Ellos, ¡los infelices!,
son los que ahora me matan,
por no haber arreglado
mis pasiones allá desde la infancia.
Mas, ¡oh, dolor!, ¿qué culpa,
qué culpa se reclama
a unos hombres que acaso
le debieron su cuna a la ignorancia?
¡Ah, jueces!, ¡ah, pastores
a quienes se le encarga
la educación del joven,
que vosotros miráis cual cosa vaga!
Mi sangre ciertamente
correrá esta mañana;
pero, temblad, pues grita
ante el trono de Dios por la venganza.
Si otros curas y jueces
mis padres educaran
en religión y honor,
hoy en esta prisión yo no me hallara.
Pero los jueces sirven
por lo que da la vara,
y los curas (no todos)
por lo que da el curato de pitanzas.
Así nacen los padres
que los hijos procrearan,
ignorantes, gazmoños,
fanáticos, hipócritas, fantasmas.
El que creen sabe mucho,
el que mucho adelanta,
es el que como el loro
la doctrina refiere de Ripalda.
¿Y de moral qué cosa
se dice? Nada, nada.
¿De política? Menos.
¿Del natural derecho? Ni palabra.
¿Qué mucho es que los hombres
así como yo nazcan,
así brutos se críen
sin respetar su propia semejanza?
Yo hice dos homicidios.
Ahora veo mi desgracia
y el daño que a otros hice
por mi mal natural y mi venganza.
Pero no los hiciera
si bien se me enseñara
los estragos que la ira
atrae al que no sabe refrenarla...
Mas..., ¡ay de mí!, ya tocan
en la calle las cajas.
La tropa viene.
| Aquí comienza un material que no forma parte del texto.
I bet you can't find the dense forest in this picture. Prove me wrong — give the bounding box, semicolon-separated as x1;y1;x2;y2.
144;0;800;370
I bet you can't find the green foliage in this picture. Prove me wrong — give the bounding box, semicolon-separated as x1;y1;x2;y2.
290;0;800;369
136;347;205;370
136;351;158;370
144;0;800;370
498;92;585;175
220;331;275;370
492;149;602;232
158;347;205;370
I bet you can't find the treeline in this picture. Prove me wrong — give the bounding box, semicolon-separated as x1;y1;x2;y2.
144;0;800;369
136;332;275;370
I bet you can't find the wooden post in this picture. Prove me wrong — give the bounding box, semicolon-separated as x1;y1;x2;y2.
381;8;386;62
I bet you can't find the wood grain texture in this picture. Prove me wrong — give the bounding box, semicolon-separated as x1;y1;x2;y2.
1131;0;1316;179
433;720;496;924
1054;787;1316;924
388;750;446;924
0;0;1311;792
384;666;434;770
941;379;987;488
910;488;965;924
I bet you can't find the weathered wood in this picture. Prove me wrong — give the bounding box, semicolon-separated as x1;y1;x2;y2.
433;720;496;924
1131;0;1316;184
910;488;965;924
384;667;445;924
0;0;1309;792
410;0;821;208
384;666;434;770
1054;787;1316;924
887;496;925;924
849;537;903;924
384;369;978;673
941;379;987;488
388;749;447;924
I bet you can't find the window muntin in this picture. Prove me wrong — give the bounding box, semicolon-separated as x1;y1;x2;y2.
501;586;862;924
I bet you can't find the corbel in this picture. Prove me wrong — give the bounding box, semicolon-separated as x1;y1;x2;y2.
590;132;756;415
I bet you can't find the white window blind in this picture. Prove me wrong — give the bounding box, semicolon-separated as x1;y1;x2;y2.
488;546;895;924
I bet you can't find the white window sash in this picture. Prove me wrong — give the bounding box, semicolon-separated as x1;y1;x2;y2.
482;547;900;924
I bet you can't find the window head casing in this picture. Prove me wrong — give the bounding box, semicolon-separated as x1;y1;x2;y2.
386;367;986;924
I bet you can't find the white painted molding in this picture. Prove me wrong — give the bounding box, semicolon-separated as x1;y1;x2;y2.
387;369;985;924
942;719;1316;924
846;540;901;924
Vamos.
Hoy soy un espectáculo de farsa.
Con verme perecer,
una multitud de almas
hoy se va a divertir,
cual si fuera al circo o a una danza.
Todo me lo merezco...;
yo soy, yo soy la causa.
Valedme, Dios eterno.
Voy a pagar por muchos... Cuida mi alma.
Sí, Señor; si yo viera
pasarse por las armas
a cualquier homicida,
tal vez mis intenciones refrenara;
pero vide que muchos
indulgencia lograban
por iguales delitos,
y a dos hombres
maté con tal confianza.
Si los jueces, Señor,
como hoy, me castigaran
por la primera que hice,
la del sargento yo no ejecutara.
Voy a morir, Dios mío;
mi sangre se derrama;
mas de curas y jueces,
como lo has dicho, exige la venganza.
Yo cometí un delito,
y la justicia aguarda
en pública vindicta
que con mi muerte se le satisfaga.
Ya oigo bastante ruido;
ya redoblan las cajas;
y ya los capellanes
me sacan al suplicio... ¡Qué hora amarga!
Ya camino entre miles
de voces y algazara
con los ojos vendados
y lleno de exorcistas y plegarias.
Ya llegué al cruel lugar,
ya en el banquillo me atan,
y ya, según advierto,
las armas a mi muerte las preparan.
¡Ojalá que con ella
muchos escarmentaran
y en sus pechos no dieran
lugar a la ira, al odio, a la venganza.
Apunten, dicen... ¿Qué oigo?
Mi espíritu desmaya...
Dios piadoso, favor,
pues en tus manos encomiendo mi alma.

Nota: Si el infeliz Celestino Ramírez, soldado del regimiento de caballería número 9, hubiera tenido mejor educación, es probable que hoy no hubiera muerto fusilado en la temprana edad de 21 años, por haber cometido un homicidio en la provincia de Guanajuato y perpetrado otro alevosamente en Jalapa, en la persona del sargento de su compañía, Guadalupe Mendoza; y si hubiese tenido un talento más despejado, él lloraría la causa de su ruina con palabras más tiernas y enérgicas que las que yo pongo en su boca.